TLR4 may be involved in the processes underlying the increased oxidative stress, selectively activated MCP-1 expression and cardiac hypertrophy and dysfunction seen in cases of Ang Ⅱ- induced hypertension.
血管紧张素Ⅱ(AngⅡ)可产生活性氧(ROS),从而促进心肌肥厚及随后的心衰发展,并刺激单核细胞趋化蛋白-1(MCP-1)的表达。此外,Toll样受体4(TLR4)参与MCP-1的上调。为阐明TLR4是否参与AngⅡ刺激所致心脏功能障碍的发生,我们研究了TLR4对AngⅡ诱导高血压小鼠氧化应激、MCP-1表达及心脏功能障碍的影响。
将TLR4基因缺陷(Tlr4(lps-d))小鼠和野生型(WT)小鼠随机分为接受AngⅡ、去甲肾上腺素(NE)或亚降压剂量的AngⅡ受体阻滞剂厄贝沙坦(IRB)与AngⅡ治疗两周的组。

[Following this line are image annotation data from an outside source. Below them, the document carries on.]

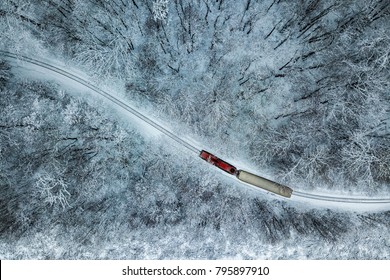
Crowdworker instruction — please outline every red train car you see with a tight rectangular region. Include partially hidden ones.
[199,150,237,175]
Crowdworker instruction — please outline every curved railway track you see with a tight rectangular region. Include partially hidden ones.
[0,50,390,209]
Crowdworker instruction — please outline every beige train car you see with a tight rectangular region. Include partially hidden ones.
[236,170,293,198]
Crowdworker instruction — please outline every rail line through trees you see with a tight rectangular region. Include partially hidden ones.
[0,50,390,208]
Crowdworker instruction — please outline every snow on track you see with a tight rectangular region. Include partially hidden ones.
[0,50,390,212]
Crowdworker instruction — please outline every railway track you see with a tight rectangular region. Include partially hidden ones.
[0,50,390,209]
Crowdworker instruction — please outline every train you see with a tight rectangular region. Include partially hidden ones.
[199,150,293,198]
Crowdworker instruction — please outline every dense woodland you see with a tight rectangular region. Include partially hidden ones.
[0,0,390,259]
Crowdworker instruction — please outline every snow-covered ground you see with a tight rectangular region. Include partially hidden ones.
[0,0,390,259]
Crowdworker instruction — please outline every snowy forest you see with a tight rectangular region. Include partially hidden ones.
[0,0,390,259]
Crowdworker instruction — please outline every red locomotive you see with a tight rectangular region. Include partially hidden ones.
[199,150,237,175]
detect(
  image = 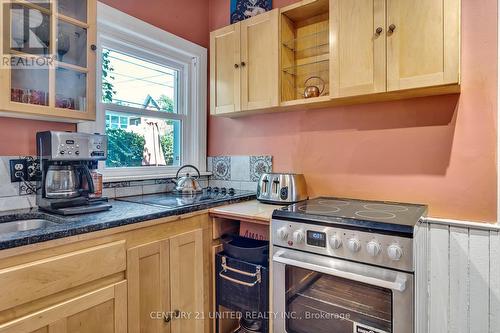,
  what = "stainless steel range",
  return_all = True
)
[272,198,427,333]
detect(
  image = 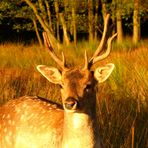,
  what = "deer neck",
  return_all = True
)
[62,110,100,148]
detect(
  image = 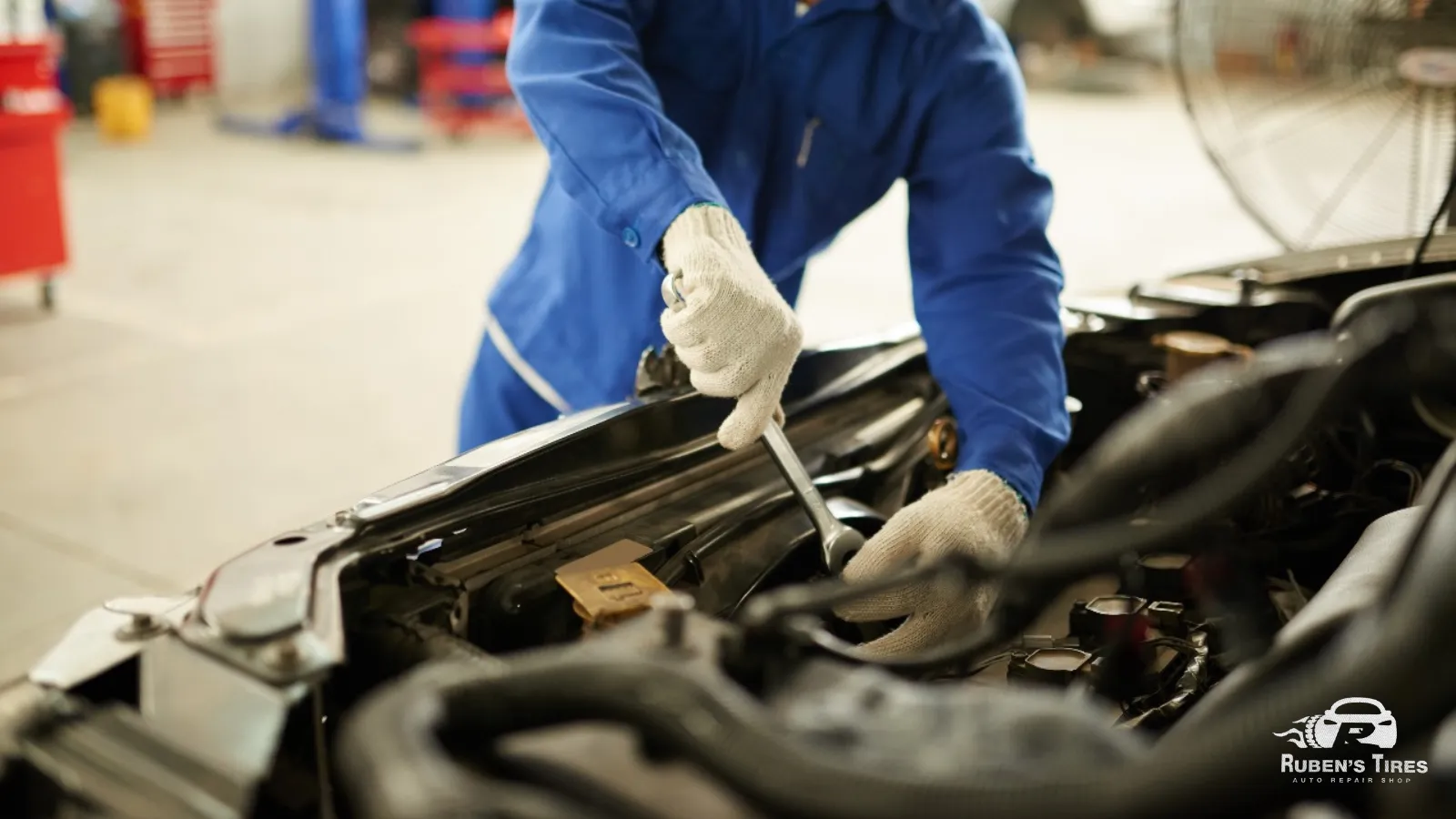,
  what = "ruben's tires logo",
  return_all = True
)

与WT和Tlr4(lps-d)小鼠对照组相比,所有药物治疗组中AngⅡ和NE均同样升高收缩压(p<0.05)。在WT小鼠中,AngⅡ诱导心肌肥厚以及心肌内动脉的血管重塑和血管周围纤维化,并导致心脏单核细胞/巨噬细胞浸润(p<0.05)。此外,AngⅡ治疗降低左心室舒张功能,并导致左心室收缩末期内径增大(p<0.05),同时NADPH氧化酶活性、ROS含量和MCP-1表达增加了五倍(p<0.05)。相比之下,Tlr4(lps-d)小鼠中AngⅡ对这些指标几乎没有影响。在WT小鼠中,与单独接受AngⅡ治疗的小鼠相比,IRB治疗逆转了这些变化。NE对WT或Tlr4(lps-d)小鼠的任何指标几乎都没有影响。
TLR4可能参与了AngⅡ诱导高血压时氧化应激增加、MCP-1表达选择性激活以及心肌肥厚和功能障碍的潜在过程。